Well, I say sing along:  I can’t sing.  But I can remember all the lyrics.  I’ll be mouthing along to them in the BBC studio.

But you know the really sad thing?  Living with a few tracks on a desert island is supposed to be some sort of challenge.  Where as actually, there would be more music on said Desert Island than there is now in my normal life.  I barely listen to music now. It was brought home to me that my only surviving CD player is in the car when my daughter asked me to play her some music and I had to go to U-tube.  I really need to hurry up and get some MP3s together to subject my kids to.

Anyway.  When I was a teenager I had a crush on a singer.  That is, ‘crush’ in the way that patronising grown-ups used to use the word ‘crush.’  Nothing major.

That is, the all-consuming, daydreaming, fantasising, hero-worship sort of obsession that teenaged girls (and possibly boys) get on singers, that’s all.

So far so normal.  Except, my singer was a real bloke.  Someone I went down the pub with.  I’d never heard him sing.

Anyway.  Enough of that.  Move on a decade to the Facebook era, when I spot his profile picture online.  ‘Singer / songwriter,’ it says – and the inevitable happens.  That is, I’m on U-tube within minutes..

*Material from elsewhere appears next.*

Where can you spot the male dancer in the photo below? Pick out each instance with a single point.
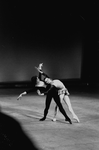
(50, 92)
(62, 92)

And it’s a bit of a shock, because – you know – he can actually sing.  I’d never suspected this.  I listen to something he’s recorded and there’s the familiar voice and it’s – Wow.  So when we get talking, I tell him I’m impressed.

The singer / songwriter calls me up on it.  He wants to know which songs.  Which lyrics.  So I go to his page and scroll back.

And then I realise.  The stuff that stopped me breathing – those songs were the covers.  The original stuff was cool, but not what stood out.  I felt a bit disappointed – in me, not him, because clearly I didn’t get it, did I.

The singer points out with all the patience of someone explaining to a 5-year-old, ‘Yeah. They’re better songs.  Those are the songs I wish I’d written.’


I go away and chew on this for a few days and come to the (slow) conclusion that the fact that I was automatically comparing his stuff to the massive international hits – the stuff you hear played all the time – is probably more signficiant than the fact that it’s the covers that first made me say ‘Wow.’  I conclude that he’s probably doing OK.

Now.  I suspect that my singer has been songwriting – successfully, too – for a few decades longer than I’ve been trying to write a story.  And he already knows he can sing.

But of course, I’m just discovering writing and when I first read chunks back I sometimes think:  ‘Listen to that!  Maybe I can write!’

But now that I have finished my first story, my general impression is this:  ‘I put five months work into this?  But it’s so ‘Meh!’

But wait! – the main other thing I read, apart from my own work and veterinary textbooks, are novels that are already extremely successful.  So what do I expect?

In fact, there will be a lot of that before I write something that is expected to end up in the same concert as an International Hit.  There will be a lot of ‘meh’ feedback.  A lot of ‘that bit didn’t work for me,’ I lot of ‘I got bored,’ before I ever write – which, with 2 children and the job, I probably won’t – something that’s going to take over any bookshelves.

Anyway, there is a happy outcome to all this gloomy thought.  About a week after my chat with the singer, something occured to me:  I could still hear his songs in my head.  Not just the hits, but his songs as well.  I could still write down a few of the words.  Maybe it’s in honour of my teenage self, but I went back and I listened again.

Two lessons learned here.  First, in asking for feedback on the novel I’ve just finished, I have to understand that people will always compare me to whatever decent, published thing they’ve read lately.  At least they’ll be able to tell me when I finally get it right.

And the other?  Yeah, you guessed.  Just when you think you’ve got it sorted, it will always turn out that you haven’t.  Because now I have to go back and rethink things.  I’ve found a cool new entry for my Desert Island Discs.